If you asked a group of people analysts to describe their work, the answers you’d hear would likely be quite different from each other and depend a lot on the background of the individual person. Here are some examples of how the categorically different types of people you find working in the field of people analytics think categorically differently about what they do.

  • Human resources: Someone with this background might describe people analytics as “the decision science of HR” or “the datafication of HR.” Put a different way, as customer analytics is to sales, people analytics is to human resources. The focus of a person with a human resources or management strategy background is likely on the implications of data on how the company manages people or human resources conducts its work, with less emphasis on the nuances of how the data was produced.
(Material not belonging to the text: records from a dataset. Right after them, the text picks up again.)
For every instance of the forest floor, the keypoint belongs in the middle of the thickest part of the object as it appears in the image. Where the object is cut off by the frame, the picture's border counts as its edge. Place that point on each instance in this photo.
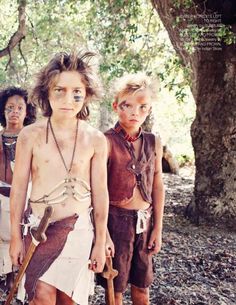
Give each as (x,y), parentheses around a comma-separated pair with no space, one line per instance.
(197,264)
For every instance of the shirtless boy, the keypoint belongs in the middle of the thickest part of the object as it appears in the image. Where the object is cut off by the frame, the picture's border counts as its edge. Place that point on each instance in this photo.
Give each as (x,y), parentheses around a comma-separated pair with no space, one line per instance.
(15,113)
(135,186)
(66,158)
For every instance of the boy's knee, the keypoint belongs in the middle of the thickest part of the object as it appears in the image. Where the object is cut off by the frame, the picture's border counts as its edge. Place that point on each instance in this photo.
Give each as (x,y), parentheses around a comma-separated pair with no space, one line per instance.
(44,294)
(140,296)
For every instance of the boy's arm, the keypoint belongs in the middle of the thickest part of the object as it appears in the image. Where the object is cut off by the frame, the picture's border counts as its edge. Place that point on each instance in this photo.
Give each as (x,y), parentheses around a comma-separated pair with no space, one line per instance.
(100,201)
(158,196)
(18,194)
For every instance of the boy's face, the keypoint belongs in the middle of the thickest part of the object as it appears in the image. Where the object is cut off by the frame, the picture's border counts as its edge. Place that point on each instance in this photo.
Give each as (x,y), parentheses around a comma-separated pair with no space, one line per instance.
(15,111)
(67,94)
(133,108)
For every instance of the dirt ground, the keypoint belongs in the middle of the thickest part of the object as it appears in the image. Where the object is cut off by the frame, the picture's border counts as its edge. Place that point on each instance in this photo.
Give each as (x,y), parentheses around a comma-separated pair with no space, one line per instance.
(197,264)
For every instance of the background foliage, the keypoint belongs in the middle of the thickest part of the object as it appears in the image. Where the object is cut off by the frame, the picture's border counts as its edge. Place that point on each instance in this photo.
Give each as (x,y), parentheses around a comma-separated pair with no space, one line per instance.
(129,37)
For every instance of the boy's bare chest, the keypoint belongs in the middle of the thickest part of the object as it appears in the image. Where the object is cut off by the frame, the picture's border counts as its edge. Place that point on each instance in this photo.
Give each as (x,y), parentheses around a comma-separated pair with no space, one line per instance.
(62,154)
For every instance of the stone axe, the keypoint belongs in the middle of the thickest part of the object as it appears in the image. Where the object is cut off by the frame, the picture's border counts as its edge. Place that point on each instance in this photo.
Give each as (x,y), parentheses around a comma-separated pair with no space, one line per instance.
(38,236)
(109,273)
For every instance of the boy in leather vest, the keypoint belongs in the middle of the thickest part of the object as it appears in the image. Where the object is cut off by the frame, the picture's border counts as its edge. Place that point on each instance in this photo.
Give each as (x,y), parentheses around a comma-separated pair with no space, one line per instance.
(136,190)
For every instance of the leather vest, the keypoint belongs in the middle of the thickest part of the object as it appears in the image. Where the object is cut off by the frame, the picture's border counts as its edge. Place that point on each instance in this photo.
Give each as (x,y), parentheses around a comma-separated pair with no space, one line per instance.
(125,172)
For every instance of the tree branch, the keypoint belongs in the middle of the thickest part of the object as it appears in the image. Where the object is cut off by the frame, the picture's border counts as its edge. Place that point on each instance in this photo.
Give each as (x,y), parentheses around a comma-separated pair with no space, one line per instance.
(20,33)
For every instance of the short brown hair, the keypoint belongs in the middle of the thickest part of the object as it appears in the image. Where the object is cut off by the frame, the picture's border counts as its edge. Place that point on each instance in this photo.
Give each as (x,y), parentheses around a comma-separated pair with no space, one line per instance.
(131,83)
(63,61)
(8,92)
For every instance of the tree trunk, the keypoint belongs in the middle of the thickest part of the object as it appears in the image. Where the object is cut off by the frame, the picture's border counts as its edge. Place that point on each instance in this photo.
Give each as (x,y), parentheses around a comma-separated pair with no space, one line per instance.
(213,131)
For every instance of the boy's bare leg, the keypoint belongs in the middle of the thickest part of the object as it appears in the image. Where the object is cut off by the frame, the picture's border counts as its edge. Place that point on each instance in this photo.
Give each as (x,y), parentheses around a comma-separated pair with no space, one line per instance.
(118,298)
(139,296)
(63,299)
(45,294)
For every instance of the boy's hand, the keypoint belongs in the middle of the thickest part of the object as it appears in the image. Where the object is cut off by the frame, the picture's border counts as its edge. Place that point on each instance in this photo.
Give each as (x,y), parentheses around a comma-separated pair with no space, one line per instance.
(155,241)
(110,248)
(16,252)
(97,258)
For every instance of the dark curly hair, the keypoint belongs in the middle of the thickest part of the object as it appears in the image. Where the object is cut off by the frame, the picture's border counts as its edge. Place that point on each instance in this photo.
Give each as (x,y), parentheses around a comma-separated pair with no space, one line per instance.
(8,92)
(74,61)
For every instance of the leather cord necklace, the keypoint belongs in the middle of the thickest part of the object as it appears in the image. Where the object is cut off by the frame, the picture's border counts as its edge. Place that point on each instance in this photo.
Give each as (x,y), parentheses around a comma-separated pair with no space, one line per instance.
(68,170)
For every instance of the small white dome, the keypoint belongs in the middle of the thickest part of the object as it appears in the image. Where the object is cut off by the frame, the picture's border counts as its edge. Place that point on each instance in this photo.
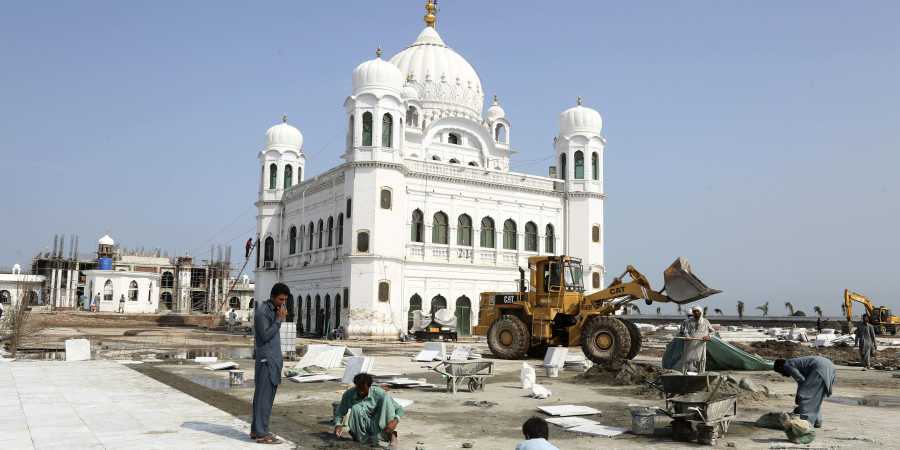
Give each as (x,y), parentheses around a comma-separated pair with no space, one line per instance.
(377,73)
(410,92)
(495,111)
(580,118)
(284,136)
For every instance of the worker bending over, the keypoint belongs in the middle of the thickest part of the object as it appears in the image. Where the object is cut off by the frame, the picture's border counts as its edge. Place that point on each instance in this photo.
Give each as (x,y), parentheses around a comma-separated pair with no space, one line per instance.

  • Behavioral science: A person who comes from a scientific background is likely to describe people analytics as simply a new term referring to the near century old practice among university professors and graduate student research to study people in the workplace in fields as wide ranging as: psychology, sociology, anthropology, and economics. This crowd carries the all-important distinction of three letters behind their name, (PhD) or two letters before their name (Dr.). The focus of the doctors is on the application of science to human behavior to produce new learning, less so on the day-to-day processes to efficiently collect, store, and use the data. Scientists are best at identifying new data that should be collected and developing a reliable and valid means to collect that data, but probably not best at how to do that efficiently.
  • Statistics or data science: These folks might describe people analytics as using statistical methods and machine learning algorithms to infer insights about the people aspects of businesses from data. Their focus is on mathematics and technical processes to produce insight from an existing dataset, with less emphasis on the determination of what data should be collected or how to apply the findings from data to produce change.
  • Information technology: Someone in this camp probably would focus on those systems that would make reporting and analysis more efficient to produce. Their focus is typically more on the overall data architecture and systems than the analysis itself. From an information technology standpoint, people analytics is nothing more than the application of reporting (sometimes referred to as business intelligence) to the specific domain of human resources, as opposed to something new and different.

The answer, of course, is that people analytics is all of these things, and a dozen things in between. You can apply the tools of people analytics to many purposes. Just like in the Wild West, rugged individualism is a common characteristic among people analysts, but we still stand to gain a lot by listening to and learning from each other.